– Нельзя не верить тому, что видишь!
– А как же мираж?
Вот и вдруг Дашенька – мираж? Стоило ей ли тогда верить?
А ведь обитала рядом каждый день, будто и всегда была. Яичницу жарила с беконом, в ванной зеркало протирала: распрыскивала жидкость специальную, водила потом по стеклу этому тряпкой. По ночам почти в позу эмбриона складывалась, лишь тогда и засыпала. Всегда раньше него. Всегда в темноте. Никогда не могла уснуть при свете, потому и просыпалась чуть ли не с первыми же лучами. И допоздна засиживаться тоже не могла, а он мог. Она спала, а он строчил, а на утро она бегала глазами по его строкам, иногда даже перепечатывала его слова, разбирая по буквам почерк. Не так ли выглядеть должна верная подруга кого-то великого? В такие моменты он видел в себе Достоевского, Толстого, да хоть кого ещё. На словах, а на деле?
Дарья. Ну другая она, не такая, как остальные, и это пугало даже. И странное чувство селилось внутри, что она однажды уйдёт. Что это такой бонус за какое-то совершённое доброе дельце, но временный. Ниспосланный… свыше? Он уже не знал, откуда. Откуда-то. Может, и вовсе снизу – сверху пирамиды? – и не за добрые дела. О такой и не мечтал. Подошла – и всё будто бы стёрлось. Все, кого знал раньше, погасли. Эдакие дневные светила, горевшие в ночи, на смену которой пришёл вечный день. Потому что жизнь – это день. Даша – это жизнь.
Одним вечером не вытерпел. Решил: пора всё сказать, как есть. Не мог больше так.

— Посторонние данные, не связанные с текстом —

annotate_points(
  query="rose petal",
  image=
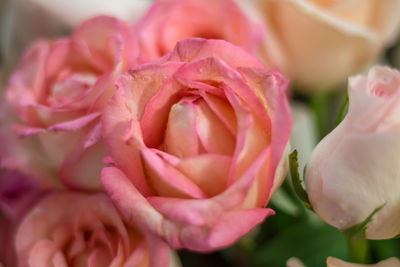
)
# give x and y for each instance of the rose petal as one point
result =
(167, 180)
(205, 168)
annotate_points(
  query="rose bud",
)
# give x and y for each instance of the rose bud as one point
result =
(322, 42)
(58, 94)
(169, 21)
(76, 229)
(355, 169)
(198, 141)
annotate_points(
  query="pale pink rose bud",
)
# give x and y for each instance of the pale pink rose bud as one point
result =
(169, 21)
(58, 93)
(198, 141)
(355, 169)
(320, 43)
(391, 262)
(76, 229)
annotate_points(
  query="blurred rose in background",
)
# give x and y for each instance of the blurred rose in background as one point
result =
(75, 229)
(23, 21)
(18, 193)
(57, 94)
(321, 42)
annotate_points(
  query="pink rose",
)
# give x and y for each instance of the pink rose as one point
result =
(18, 193)
(74, 229)
(169, 21)
(58, 94)
(197, 139)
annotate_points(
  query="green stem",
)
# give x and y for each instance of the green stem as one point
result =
(358, 250)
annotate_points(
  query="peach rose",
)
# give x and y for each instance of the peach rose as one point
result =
(58, 94)
(198, 141)
(355, 169)
(75, 229)
(322, 42)
(169, 21)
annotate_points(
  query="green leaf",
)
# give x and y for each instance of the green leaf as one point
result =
(297, 183)
(343, 109)
(311, 243)
(283, 202)
(358, 231)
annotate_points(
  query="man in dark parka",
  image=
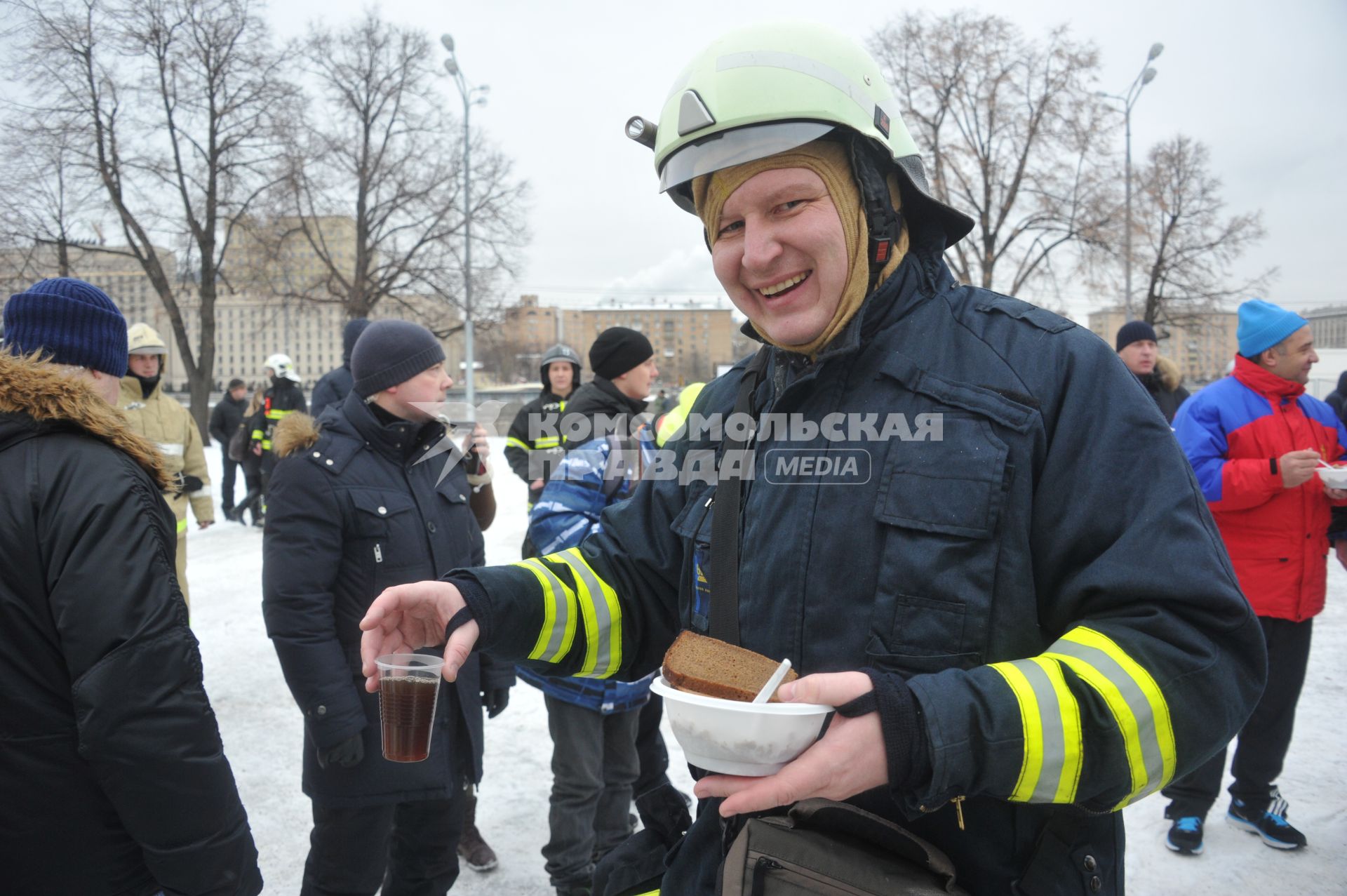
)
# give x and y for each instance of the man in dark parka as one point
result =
(352, 509)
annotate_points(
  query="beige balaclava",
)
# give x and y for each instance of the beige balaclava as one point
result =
(829, 161)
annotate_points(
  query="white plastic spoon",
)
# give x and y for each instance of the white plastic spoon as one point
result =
(765, 694)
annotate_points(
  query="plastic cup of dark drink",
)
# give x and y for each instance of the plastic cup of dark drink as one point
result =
(408, 686)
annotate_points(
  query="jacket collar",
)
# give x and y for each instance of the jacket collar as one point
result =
(38, 396)
(399, 441)
(1264, 383)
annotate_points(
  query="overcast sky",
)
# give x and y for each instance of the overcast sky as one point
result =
(1261, 84)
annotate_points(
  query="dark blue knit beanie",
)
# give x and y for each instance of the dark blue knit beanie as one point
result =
(72, 321)
(392, 352)
(1134, 332)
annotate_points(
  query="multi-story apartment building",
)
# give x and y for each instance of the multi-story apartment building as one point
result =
(690, 336)
(1202, 345)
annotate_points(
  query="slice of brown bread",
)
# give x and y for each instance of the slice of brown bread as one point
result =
(711, 667)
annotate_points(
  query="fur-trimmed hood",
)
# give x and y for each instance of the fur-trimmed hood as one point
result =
(45, 394)
(1168, 373)
(294, 433)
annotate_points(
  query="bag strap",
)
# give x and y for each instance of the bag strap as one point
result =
(725, 515)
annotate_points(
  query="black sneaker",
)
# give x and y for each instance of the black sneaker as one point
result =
(474, 850)
(1186, 836)
(1269, 824)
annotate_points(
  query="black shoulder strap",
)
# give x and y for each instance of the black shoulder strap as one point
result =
(725, 515)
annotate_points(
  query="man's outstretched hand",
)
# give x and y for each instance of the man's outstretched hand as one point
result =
(407, 617)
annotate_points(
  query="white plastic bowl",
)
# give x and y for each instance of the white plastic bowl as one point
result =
(740, 739)
(1334, 479)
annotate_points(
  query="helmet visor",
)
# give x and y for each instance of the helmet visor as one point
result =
(729, 149)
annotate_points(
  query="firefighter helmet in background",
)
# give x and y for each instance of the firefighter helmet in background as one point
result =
(561, 354)
(283, 367)
(770, 88)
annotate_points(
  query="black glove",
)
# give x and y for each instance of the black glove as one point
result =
(496, 700)
(345, 755)
(186, 484)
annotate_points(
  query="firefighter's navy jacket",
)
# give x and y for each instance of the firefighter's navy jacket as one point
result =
(1035, 559)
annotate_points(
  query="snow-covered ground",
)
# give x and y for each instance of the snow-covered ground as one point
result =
(263, 732)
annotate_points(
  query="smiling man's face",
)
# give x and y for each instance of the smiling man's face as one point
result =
(780, 253)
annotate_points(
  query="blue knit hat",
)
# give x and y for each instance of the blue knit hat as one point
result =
(392, 352)
(72, 321)
(1134, 332)
(1264, 325)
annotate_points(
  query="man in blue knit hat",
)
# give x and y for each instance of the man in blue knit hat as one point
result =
(1254, 441)
(114, 775)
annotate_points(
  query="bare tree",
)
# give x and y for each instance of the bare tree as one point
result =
(1010, 134)
(1190, 244)
(375, 185)
(49, 203)
(170, 104)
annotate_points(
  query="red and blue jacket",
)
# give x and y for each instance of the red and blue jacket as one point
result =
(1233, 433)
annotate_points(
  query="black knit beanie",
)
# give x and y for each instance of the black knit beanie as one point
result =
(1134, 332)
(617, 351)
(391, 352)
(72, 321)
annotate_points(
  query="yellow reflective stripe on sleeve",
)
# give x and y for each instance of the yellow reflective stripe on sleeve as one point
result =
(601, 613)
(1052, 739)
(1134, 701)
(558, 632)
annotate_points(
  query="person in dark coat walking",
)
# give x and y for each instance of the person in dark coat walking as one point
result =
(534, 445)
(114, 775)
(366, 499)
(225, 420)
(1139, 349)
(1338, 398)
(335, 385)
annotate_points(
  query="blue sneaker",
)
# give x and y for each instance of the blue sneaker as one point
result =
(1271, 824)
(1186, 836)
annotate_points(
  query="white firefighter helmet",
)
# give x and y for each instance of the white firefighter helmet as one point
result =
(142, 338)
(283, 367)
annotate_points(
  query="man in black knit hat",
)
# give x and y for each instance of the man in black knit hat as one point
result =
(1140, 351)
(354, 509)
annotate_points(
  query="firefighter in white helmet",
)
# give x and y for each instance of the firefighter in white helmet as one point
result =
(168, 424)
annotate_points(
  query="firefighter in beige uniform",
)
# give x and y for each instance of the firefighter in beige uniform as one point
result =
(168, 424)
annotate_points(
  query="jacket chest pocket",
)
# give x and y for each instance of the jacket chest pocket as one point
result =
(694, 526)
(380, 528)
(938, 507)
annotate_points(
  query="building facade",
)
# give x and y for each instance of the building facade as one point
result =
(690, 336)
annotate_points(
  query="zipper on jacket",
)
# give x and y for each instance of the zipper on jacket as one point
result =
(958, 809)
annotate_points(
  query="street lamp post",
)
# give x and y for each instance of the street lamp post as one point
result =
(471, 96)
(1129, 100)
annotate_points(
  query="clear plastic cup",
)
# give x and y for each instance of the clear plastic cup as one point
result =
(408, 688)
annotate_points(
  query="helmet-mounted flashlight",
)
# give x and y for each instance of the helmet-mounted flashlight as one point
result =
(641, 131)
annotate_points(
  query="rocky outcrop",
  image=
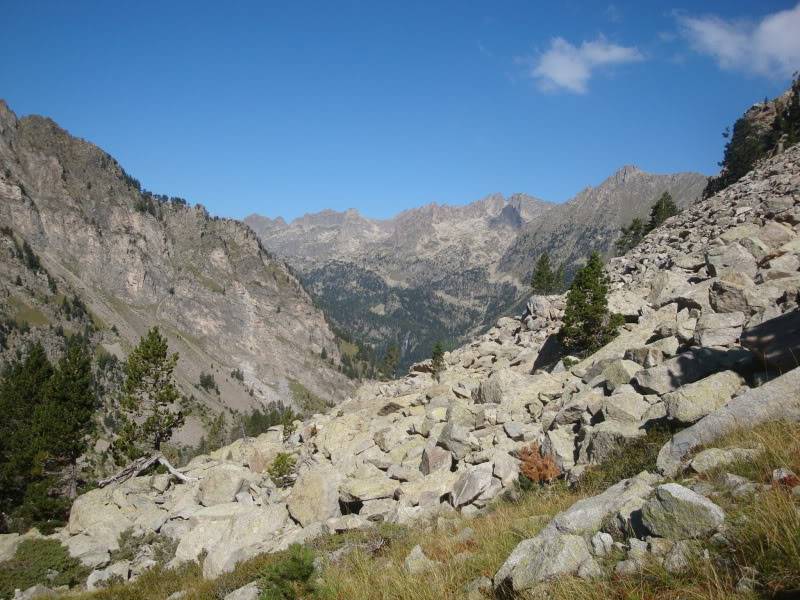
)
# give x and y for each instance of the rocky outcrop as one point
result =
(452, 270)
(132, 260)
(424, 446)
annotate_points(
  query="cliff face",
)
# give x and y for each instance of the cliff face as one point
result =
(447, 272)
(136, 261)
(427, 274)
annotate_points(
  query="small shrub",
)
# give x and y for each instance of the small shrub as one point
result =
(626, 460)
(437, 360)
(536, 467)
(34, 561)
(208, 383)
(281, 471)
(288, 579)
(130, 544)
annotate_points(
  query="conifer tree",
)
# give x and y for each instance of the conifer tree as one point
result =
(437, 359)
(545, 280)
(630, 236)
(587, 324)
(390, 361)
(66, 417)
(149, 398)
(663, 209)
(22, 391)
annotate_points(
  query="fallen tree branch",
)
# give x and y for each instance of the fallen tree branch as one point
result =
(140, 465)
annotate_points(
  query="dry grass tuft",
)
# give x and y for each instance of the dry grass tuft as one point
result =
(537, 467)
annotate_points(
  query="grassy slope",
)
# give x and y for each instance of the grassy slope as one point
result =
(764, 534)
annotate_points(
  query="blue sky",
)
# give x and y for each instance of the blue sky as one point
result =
(292, 107)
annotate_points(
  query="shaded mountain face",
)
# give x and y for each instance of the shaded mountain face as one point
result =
(447, 272)
(224, 302)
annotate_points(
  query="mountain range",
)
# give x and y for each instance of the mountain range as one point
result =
(85, 249)
(448, 272)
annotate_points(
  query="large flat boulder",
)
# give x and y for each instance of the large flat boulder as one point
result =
(689, 367)
(678, 513)
(773, 401)
(776, 341)
(719, 329)
(315, 495)
(695, 400)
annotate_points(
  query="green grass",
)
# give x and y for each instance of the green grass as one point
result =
(308, 402)
(628, 459)
(763, 532)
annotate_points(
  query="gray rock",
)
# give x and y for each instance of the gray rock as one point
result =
(560, 443)
(730, 258)
(417, 563)
(776, 341)
(472, 483)
(773, 401)
(713, 458)
(679, 513)
(540, 559)
(729, 294)
(615, 373)
(602, 543)
(627, 406)
(247, 592)
(687, 368)
(119, 571)
(435, 459)
(458, 440)
(695, 400)
(719, 329)
(315, 495)
(36, 591)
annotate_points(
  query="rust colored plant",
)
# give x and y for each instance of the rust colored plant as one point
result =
(537, 467)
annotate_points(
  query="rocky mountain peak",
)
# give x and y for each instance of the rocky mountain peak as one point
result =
(7, 116)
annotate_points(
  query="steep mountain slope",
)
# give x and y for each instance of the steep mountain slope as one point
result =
(136, 261)
(592, 219)
(711, 300)
(427, 274)
(444, 272)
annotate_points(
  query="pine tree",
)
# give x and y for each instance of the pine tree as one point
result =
(437, 359)
(587, 324)
(390, 361)
(65, 418)
(22, 391)
(663, 209)
(149, 397)
(545, 280)
(630, 236)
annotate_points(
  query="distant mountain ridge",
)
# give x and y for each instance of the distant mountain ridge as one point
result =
(135, 261)
(446, 272)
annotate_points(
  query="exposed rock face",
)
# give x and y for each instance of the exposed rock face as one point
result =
(420, 447)
(679, 513)
(452, 270)
(136, 261)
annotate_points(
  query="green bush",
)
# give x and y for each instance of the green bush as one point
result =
(281, 471)
(626, 460)
(288, 579)
(40, 561)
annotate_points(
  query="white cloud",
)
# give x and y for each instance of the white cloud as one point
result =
(770, 47)
(567, 67)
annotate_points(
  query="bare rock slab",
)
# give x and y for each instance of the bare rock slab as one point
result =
(678, 513)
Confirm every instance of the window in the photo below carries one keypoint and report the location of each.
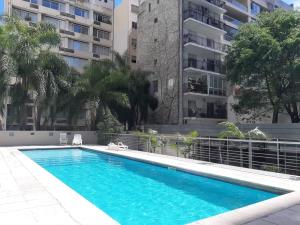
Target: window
(217, 86)
(22, 14)
(255, 9)
(101, 34)
(133, 59)
(78, 45)
(55, 22)
(154, 86)
(134, 25)
(29, 111)
(133, 43)
(79, 12)
(102, 18)
(101, 50)
(75, 62)
(51, 4)
(78, 28)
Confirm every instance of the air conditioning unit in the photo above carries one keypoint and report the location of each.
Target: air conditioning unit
(97, 23)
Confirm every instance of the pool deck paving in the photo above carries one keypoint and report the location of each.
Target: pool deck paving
(31, 195)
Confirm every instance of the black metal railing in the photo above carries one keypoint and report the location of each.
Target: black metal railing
(219, 112)
(205, 42)
(204, 16)
(268, 155)
(218, 3)
(204, 64)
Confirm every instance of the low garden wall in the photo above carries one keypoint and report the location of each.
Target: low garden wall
(19, 138)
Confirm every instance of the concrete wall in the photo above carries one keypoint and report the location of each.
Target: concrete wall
(280, 131)
(158, 52)
(121, 27)
(18, 138)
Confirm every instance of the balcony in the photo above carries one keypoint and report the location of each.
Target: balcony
(232, 20)
(218, 3)
(238, 4)
(215, 66)
(212, 111)
(203, 17)
(205, 42)
(228, 37)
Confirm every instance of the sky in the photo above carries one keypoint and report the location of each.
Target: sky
(117, 2)
(1, 6)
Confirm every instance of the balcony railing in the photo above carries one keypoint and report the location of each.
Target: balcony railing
(204, 64)
(203, 17)
(202, 88)
(219, 112)
(196, 87)
(218, 3)
(209, 43)
(238, 5)
(232, 20)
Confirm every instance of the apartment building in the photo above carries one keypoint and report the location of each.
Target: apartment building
(86, 30)
(184, 44)
(125, 30)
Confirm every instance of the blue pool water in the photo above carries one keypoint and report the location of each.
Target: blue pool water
(134, 192)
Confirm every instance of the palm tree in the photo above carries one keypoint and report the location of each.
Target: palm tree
(104, 88)
(23, 49)
(139, 95)
(53, 72)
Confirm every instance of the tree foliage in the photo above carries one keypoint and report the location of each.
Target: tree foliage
(34, 75)
(264, 62)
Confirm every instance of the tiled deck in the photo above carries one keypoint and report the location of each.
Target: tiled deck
(30, 195)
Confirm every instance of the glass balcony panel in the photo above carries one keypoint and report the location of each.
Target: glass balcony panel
(206, 42)
(204, 64)
(238, 5)
(203, 16)
(232, 20)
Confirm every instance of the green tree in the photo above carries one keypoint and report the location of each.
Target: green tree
(264, 62)
(104, 88)
(140, 98)
(23, 57)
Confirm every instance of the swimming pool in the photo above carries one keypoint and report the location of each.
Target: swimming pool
(133, 192)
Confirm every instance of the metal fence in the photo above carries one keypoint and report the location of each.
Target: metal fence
(275, 156)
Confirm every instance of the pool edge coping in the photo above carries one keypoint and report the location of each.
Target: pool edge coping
(234, 217)
(79, 208)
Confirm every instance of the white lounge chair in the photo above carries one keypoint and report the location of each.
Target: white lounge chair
(63, 139)
(77, 140)
(122, 146)
(113, 147)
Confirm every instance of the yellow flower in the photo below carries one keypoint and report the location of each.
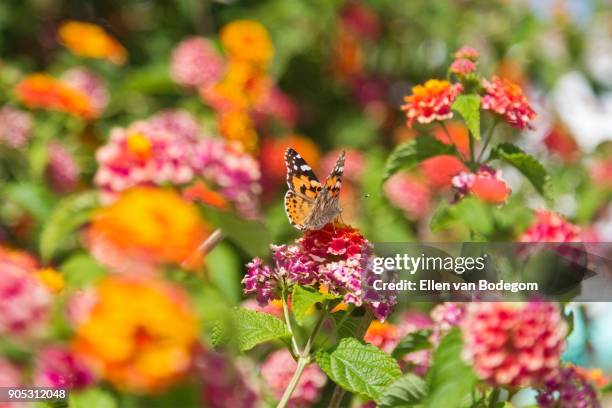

Устал так долго всему не верить молча, надо было признаться наконец в своём неверии.
– Тебе нравятся мои слова. Тебе нравятся мои тексты. Ты готова их возносить, чуть ли не религиозное учение на них строить… Но я… я, я тебе нужен разве?
– Митя… – проговорила, встав с места.
Митя. Митенька.
Даша. Дашенька.
– Меня ты разве любишь?
– Конечно, я люблю тебя.
– Как же можно любить то, чего не знаешь?
Не знаешь. Дарья знала Кулигина, знала, как он пишет, о чём он пишет, почему он так пишет, кого он читал, уважал, воспевал. Но Калугина она не знала. Это ведь такие разные люди. Правда, Митя уже и сам порою не замечал между ними грани.
Кулигина можно было любить за тексты. За что можно было любить Калугина, он не понимал. Любовь вообще была для него слишком громким, но в то же время и слишком тихим словом. Можно любить читать, можно любить музыку, можно любить вон ту вазу на подоконнике, которая стоит на самом краю, вот-вот упадёт, её б отодвинуть подальше, чтобы не разбилась ненароком. Это легко. Любить человека – уже сложнее. Вещь может не ответить, это ничего, она ведь внешне нема. Любить молчащую вещь не так больно, как молчащего человека. Калугин любить боялся, пусть это и стыдно было признавать. Всех, кого прежде обнимал, целовал, к кому прижимался, еле заметно дрожа, – не любил. Пользовался ими? Может быть.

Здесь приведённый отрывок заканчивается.